When combining multiple fields into a single unique identifier, you want something compact, deterministic (if needed), and with minimal risk of collision. Below is a list of methods ordered from most to least unique.
1. UUIDv5 (Namespace + Name-Based)
import uuid
def generate_key(email, sample_number):
data = f"{email}|{sample_number}"
return str(uuid.uuid5(uuid.NAMESPACE_DNS, data))
Pros:
- Very low collision risk
- Standard UUID format
- Deterministic (same input → same UUID)
Cons:
- 36 characters
- Based on SHA-1 (but still safe for this use)
2. SHA-256 + Base64 (Full Digest or Truncated)
import hashlib, base64
def generate_key(email, sample_number):
data = f"{email}|{sample_number}"
digest = hashlib.sha256(data.encode()).digest()
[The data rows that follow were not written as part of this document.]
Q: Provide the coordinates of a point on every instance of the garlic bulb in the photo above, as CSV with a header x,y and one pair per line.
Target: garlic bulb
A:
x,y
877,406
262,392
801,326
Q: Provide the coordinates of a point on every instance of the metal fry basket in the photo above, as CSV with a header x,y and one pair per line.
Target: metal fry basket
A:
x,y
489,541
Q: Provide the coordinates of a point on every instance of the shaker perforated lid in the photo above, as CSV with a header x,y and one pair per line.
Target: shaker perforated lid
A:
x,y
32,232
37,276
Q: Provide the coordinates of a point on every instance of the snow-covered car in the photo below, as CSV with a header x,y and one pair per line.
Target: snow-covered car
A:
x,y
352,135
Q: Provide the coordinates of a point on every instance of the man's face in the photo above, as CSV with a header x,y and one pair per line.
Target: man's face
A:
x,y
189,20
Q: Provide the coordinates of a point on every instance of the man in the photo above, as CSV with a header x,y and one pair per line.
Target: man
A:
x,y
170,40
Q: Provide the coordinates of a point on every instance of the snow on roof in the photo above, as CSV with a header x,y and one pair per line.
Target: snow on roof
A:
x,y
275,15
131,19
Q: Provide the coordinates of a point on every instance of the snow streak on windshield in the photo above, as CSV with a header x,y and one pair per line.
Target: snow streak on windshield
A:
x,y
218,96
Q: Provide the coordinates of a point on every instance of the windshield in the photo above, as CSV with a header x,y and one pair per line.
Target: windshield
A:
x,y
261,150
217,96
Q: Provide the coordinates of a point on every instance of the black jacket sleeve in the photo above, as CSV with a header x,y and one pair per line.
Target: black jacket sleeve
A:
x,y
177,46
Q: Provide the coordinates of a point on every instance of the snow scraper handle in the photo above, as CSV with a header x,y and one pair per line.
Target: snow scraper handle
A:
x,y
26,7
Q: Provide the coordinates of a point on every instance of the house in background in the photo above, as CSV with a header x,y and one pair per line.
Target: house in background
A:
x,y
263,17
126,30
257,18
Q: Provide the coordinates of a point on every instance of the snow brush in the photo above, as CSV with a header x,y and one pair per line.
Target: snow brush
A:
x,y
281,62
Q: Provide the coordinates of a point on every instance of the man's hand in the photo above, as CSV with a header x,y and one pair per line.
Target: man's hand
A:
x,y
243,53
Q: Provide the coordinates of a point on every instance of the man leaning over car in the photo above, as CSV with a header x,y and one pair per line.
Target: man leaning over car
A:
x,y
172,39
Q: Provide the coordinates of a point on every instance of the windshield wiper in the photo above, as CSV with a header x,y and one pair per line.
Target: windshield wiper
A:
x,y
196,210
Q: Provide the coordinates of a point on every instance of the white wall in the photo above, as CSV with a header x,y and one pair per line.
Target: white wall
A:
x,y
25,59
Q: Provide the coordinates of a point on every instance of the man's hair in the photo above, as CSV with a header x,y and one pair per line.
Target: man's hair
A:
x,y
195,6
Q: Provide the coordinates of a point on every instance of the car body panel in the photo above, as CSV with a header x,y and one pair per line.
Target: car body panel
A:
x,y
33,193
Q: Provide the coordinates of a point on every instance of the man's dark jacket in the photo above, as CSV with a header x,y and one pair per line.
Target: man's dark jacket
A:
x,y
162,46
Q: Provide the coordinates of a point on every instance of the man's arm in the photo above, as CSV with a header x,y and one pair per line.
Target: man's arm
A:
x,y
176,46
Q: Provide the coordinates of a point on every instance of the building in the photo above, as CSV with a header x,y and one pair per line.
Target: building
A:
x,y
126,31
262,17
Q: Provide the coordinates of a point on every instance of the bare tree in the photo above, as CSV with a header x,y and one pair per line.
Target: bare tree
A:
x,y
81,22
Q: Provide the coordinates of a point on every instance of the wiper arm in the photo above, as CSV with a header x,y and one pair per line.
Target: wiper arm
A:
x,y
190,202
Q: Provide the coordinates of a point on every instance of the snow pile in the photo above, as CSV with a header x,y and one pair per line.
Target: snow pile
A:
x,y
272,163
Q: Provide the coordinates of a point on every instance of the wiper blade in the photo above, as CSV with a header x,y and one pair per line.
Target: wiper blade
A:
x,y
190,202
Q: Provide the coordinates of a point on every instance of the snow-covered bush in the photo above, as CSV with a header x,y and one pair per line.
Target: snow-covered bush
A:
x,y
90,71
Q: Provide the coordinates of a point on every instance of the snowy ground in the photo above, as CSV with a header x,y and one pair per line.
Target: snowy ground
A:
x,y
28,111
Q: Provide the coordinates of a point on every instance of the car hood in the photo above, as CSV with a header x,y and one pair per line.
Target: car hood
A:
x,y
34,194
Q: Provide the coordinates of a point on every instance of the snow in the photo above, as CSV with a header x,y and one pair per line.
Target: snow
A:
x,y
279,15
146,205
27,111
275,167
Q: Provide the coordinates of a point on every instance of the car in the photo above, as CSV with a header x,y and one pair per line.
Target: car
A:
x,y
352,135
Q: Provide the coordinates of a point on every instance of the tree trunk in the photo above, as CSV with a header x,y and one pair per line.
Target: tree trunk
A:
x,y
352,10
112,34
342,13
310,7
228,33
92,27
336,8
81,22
return base64.urlsafe_b64encode(digest).decode()[:16]
Pros:
- Deterministic
- Compact (truncated)
- Strong cryptographic hash
Cons:
- Truncation introduces slight collision risk
- Not a standard identifier format
3. SHA-256 + Hex Digest (Truncated)
import hashlib
def generate_key(email, sample_number):
data = f"{email}|{sample_number}"
return hashlib.sha256(data.encode()).hexdigest()[:16]
Pros:
- Deterministic
- Easy to debug (hex format)
Cons:
- Truncation reduces uniqueness
- Larger output than Base64 for same bit length
4. UUIDv4 (Random-Based)
import uuid
def generate_key():
return str(uuid.uuid4())
Pros:
- Universally unique (very low collision risk)
- Standard format
Cons:
- Not deterministic
- Cannot regenerate same key without storing original
5. MurmurHash3 (via mmh3)
import mmh3
def generate_key(email, sample_number):
data = f"{email}|{sample_number}"
return str(mmh3.hash(data))
Pros:
- Fast
- Short output
- Deterministic
Cons:
- Not cryptographically secure
- Higher chance of collision than SHA-based methods
- Requires external package
6. Substring Concatenation
def generate_key(email, sample_number):
return f"{email[:8]}_{sample_number[:8]}"
Pros:
- Very fast
- Human-readable
Cons:
- Very high collision risk
- Not suitable for unique identification
- Only works in controlled or small-scale environments